Question

Let m be the mean and σ be the standard deviation of the distribution

xi	0	1	2	3	4	5
fi	k+2	2k	k2-1	k2-1	k2+1	k-3

where ∑f_i = 62. if [x] denotes the greatest integer ≤ x, then [μ² + σ²] is equal

• A. 6
• B. 7
• C. 8
• D. 9

Answer 1

The Correct Option is C

To solve this problem, we need to find the greatest integer value of \( \mu^2 + \sigma^2 \), where \( \mu \) is the mean and \( \sigma \) is the standard deviation of the given frequency distribution.
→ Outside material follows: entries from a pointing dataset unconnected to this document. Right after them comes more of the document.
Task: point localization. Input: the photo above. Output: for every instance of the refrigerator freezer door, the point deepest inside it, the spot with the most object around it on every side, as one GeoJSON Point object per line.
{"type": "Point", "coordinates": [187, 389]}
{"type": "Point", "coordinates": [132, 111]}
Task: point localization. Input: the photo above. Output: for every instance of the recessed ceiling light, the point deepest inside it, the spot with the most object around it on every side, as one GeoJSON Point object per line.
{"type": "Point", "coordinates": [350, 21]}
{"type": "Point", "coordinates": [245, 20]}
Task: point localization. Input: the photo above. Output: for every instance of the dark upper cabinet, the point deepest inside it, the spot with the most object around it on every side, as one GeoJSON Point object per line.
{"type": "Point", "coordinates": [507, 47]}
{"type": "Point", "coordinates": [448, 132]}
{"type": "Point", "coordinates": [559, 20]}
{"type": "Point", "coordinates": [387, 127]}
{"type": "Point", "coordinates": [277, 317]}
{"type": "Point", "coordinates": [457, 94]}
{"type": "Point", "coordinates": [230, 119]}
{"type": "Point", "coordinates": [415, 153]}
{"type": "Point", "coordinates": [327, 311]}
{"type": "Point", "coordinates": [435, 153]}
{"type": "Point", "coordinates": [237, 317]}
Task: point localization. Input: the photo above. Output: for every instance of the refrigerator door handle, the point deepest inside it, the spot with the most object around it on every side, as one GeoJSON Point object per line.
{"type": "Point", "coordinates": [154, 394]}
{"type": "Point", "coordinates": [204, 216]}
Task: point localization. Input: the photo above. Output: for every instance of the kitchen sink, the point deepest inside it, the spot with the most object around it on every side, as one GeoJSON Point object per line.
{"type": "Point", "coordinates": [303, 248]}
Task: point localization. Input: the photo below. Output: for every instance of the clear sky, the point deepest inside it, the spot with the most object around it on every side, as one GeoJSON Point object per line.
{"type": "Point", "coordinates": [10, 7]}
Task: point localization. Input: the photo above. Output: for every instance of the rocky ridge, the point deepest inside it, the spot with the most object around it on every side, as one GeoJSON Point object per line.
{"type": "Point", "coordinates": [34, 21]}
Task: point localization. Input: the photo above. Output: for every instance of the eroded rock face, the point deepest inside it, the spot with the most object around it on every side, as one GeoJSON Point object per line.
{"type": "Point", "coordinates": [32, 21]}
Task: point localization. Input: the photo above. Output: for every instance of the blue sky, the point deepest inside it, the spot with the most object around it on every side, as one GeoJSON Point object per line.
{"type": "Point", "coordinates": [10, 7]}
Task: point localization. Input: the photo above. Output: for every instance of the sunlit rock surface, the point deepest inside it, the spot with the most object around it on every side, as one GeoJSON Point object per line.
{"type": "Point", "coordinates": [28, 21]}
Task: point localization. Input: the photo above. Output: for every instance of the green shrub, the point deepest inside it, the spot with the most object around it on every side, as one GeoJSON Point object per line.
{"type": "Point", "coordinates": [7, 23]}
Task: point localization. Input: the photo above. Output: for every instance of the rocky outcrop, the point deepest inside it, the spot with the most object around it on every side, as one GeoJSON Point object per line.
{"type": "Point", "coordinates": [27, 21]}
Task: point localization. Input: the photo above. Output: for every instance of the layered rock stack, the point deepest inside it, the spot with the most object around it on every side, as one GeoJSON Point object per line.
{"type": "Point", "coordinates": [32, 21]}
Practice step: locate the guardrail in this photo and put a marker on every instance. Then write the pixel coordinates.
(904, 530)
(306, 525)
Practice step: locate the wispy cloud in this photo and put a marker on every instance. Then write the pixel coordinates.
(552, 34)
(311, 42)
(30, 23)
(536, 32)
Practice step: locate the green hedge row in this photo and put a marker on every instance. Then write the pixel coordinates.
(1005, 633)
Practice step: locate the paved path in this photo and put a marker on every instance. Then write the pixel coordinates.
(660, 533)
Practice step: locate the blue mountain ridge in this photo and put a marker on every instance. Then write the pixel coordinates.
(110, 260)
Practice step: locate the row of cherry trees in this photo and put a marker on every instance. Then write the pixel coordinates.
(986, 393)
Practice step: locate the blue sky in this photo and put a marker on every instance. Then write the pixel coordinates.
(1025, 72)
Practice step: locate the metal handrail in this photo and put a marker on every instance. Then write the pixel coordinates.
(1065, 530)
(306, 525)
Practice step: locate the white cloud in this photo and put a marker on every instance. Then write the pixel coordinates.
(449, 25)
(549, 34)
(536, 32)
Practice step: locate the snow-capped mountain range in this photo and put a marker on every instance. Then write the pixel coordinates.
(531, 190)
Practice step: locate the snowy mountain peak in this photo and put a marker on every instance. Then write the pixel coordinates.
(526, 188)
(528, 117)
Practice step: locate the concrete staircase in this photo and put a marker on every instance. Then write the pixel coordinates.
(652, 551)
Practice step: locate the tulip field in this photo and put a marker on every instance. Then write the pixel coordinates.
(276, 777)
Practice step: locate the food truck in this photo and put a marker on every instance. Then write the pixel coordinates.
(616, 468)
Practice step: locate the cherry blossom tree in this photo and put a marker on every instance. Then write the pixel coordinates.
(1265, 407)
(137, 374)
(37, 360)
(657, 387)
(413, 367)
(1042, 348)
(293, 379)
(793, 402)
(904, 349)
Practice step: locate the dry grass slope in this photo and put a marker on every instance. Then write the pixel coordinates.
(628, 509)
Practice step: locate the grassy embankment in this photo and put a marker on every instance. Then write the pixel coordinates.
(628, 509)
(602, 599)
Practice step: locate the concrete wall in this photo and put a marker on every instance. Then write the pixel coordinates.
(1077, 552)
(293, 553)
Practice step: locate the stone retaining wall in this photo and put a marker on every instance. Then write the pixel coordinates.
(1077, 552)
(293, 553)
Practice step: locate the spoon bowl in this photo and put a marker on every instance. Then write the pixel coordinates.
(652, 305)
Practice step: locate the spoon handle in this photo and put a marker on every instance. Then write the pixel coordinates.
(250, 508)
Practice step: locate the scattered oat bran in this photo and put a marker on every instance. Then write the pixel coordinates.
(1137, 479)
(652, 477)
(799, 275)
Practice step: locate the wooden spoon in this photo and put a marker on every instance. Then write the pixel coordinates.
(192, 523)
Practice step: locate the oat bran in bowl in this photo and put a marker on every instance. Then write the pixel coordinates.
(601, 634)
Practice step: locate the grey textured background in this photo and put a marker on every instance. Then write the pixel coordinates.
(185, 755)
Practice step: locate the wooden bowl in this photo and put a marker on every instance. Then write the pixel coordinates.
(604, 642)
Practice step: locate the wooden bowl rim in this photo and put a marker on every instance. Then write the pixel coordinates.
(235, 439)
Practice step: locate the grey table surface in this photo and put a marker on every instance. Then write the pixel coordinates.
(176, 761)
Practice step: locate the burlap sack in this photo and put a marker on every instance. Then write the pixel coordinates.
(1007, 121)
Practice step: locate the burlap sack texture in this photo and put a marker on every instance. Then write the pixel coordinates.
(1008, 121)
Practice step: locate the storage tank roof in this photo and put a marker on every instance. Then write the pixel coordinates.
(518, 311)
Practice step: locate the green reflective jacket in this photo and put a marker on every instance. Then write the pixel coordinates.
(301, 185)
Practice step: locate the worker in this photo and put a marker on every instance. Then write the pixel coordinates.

Let's denote \( \text{Sum of frequencies} \, \sum f_i = 62 \). 

1. Calculate the value of \( k \) by using the sum of the frequencies: \((k+2) + 2k + (k^2-1) + (k^2-1) + (k^2+1) + (k-3) = 62\).

Simplify this equation:

• Combine like terms: \(3k^2 + 4k - 2 = 62\)
• Simplify further: \(3k^2 + 4k - 64 = 0\)

1. We solve for \( k \) using the quadratic formula \( ax^2 + bx + c = 0 \), where \( a = 3 \), \( b = 4 \), \( c = -64 \). \(k = \frac{-b \pm \sqrt{b^2 - 4ac}}{2a}\)
   • Calculate the discriminant: \(b^2 - 4ac = 4^2 - 4 \times 3 \times (-64) = 16 + 768 = 784\)
   • The square root of 784 is 28.
   • Therefore, \(k = \frac{-4 \pm 28}{6}\). The possible solutions are \( k = 4 \) or \( k = -\frac{32}{6} \) (not valid since \( k \) must be positive).
2. Take \( k = 4 \). Calculate the distribution:
   • Substitute \( k = 4 \) into the frequency terms:
   • \(f_0 = (4+2) = 6$\), \( f_1 = 2 \times 4 = 8 \), \( f_2 = (4^2 - 1) = 15 \), \( f_3 = (4^2 - 1) = 15 \), \( f_4 = (4^2 + 1) = 17 \), \( f_5 = (4-3) = 1\)
   • Verify: \( 6 + 8 + 15 + 15 + 17 + 1 = 62 \)
3. Compute the mean:
   • \( \mu = \frac{\sum(f_i \cdot x_i)}{n} = \frac{6 \cdot 0 + 8 \cdot 1 + 15 \cdot 2 + 15 \cdot 3 + 17 \cdot 4 + 1 \cdot 5}{62} \)
   • \( \mu = \frac{177}{62} = 2.85 \) approximately
4. Compute the variance, \( \sigma^2 \):
   • \( \sigma^2 = \frac{\sum(f_i \cdot x_i^2)}{n} - \mu^2 \)
   • \( \sum(f_i \cdot x_i^2) = 6 \cdot 0^2 + 8 \cdot 1^2 + 15 \cdot 2^2 + 15 \cdot 3^2 + 17 \cdot 4^2 + 1 \cdot 5^2 \)
   • \( = 0 + 8 + 60 + 135 + 272 + 25 = 500 \)
   • \( \sigma^2 = \frac{500}{62} - (2.85)^2 \approx 1.47 \)
5. Calculate \( \mu^2 + \sigma^2 \):
   • \( \mu^2 + \sigma^2 = (2.85)^2 + 1.47 = 8.60 \)
   • The greatest integer less than or equal to \( 8.60 \) is 8.

Therefore, \([ \mu^2 + \sigma^2 ] = \) 8.